With so much knowledge and skill, it is no wonder an expert is organised! How does the expert property manager organise their world? Whilst this question could fill an entire book, a few micro tips to get you on your way;
- Use SMS for information confirmation not conversation
- Plan workflow annually and works towards a periodical plan
- Be self aware, acknowledge weakness, remove distractions, identify procrastination
- High level knowledge of management software and utilise to capacity
- Maximise electronic communication and keep it documented
- Meet with the expert team daily – redistribute work to maximise in and out of office time.

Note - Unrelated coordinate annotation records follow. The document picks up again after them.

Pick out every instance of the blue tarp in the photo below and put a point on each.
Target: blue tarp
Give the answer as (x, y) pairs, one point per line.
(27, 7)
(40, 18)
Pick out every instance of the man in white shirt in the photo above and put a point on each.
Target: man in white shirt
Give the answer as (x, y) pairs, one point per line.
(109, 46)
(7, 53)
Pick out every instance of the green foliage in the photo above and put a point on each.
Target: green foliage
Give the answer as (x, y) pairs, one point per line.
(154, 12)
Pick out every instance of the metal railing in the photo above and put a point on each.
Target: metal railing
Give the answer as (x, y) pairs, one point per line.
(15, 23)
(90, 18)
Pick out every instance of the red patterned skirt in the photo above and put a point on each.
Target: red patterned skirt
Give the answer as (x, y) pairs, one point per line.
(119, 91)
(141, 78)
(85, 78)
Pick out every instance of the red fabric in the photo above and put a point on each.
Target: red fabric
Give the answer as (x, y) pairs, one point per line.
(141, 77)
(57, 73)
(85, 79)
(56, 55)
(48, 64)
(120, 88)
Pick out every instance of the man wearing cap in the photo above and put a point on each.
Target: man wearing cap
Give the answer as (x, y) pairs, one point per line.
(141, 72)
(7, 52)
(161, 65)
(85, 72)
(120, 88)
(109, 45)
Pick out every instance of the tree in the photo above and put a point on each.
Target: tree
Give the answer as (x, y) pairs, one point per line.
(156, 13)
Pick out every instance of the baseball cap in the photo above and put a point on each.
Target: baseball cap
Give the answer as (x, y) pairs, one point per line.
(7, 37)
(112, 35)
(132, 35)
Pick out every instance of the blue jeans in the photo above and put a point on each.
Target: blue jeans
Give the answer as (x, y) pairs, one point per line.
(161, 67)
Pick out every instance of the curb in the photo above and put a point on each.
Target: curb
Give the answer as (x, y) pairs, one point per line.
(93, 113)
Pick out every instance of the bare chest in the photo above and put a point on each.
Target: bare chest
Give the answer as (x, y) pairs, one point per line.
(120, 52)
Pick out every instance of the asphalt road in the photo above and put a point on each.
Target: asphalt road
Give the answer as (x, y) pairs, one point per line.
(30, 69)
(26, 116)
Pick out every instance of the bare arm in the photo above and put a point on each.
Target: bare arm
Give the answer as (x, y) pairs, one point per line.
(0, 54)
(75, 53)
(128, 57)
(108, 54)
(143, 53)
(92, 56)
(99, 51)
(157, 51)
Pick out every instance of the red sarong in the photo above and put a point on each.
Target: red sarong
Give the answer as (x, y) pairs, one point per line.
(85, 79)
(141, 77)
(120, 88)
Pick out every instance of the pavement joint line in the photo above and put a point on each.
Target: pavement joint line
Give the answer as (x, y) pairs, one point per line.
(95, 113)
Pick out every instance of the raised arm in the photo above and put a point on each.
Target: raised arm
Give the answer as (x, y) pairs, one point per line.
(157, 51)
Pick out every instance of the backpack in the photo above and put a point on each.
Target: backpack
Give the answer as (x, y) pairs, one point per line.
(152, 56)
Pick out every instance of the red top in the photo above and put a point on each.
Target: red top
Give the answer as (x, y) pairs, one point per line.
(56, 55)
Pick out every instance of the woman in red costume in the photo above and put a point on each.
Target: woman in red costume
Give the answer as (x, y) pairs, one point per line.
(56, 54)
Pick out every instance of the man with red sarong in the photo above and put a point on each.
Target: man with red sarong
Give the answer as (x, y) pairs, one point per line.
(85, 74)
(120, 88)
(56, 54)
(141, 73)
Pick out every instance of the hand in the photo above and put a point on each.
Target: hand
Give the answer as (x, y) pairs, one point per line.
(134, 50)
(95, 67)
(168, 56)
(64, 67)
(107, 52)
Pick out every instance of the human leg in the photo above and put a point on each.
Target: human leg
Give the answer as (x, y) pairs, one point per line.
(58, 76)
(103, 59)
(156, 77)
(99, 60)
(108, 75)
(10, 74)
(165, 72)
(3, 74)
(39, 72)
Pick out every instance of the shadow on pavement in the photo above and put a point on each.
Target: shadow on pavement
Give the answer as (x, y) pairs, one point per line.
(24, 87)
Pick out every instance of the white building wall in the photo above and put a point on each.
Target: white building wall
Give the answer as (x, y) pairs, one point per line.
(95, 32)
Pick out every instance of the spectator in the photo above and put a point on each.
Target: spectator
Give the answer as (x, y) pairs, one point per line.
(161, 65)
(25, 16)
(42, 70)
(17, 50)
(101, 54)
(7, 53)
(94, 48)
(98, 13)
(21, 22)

Ten Lessons from the Expert
- You handle, direct, control a possession, this means you are not a jack of all trades – You are a jack of handling, directing and controlling
- Be aware of your level of knowledge and skill
- Check your attitude constantly
- Actions speak louder than words
- Professional development is your responsibility – keep it current
- Set the expectations
- Refer to the field expert often
- Get some credits in the relationship bank
- Transparency in everything you do
- Organisation allows expert practice
Ultimately an expert property manager has focus – they follow a course until success! The expert with laser beam focus, will continue to adjust or develop their knowledge, skill, attitude and action, until they achieve authority status – perhaps then you may have earned the right to call yourself whatever you want.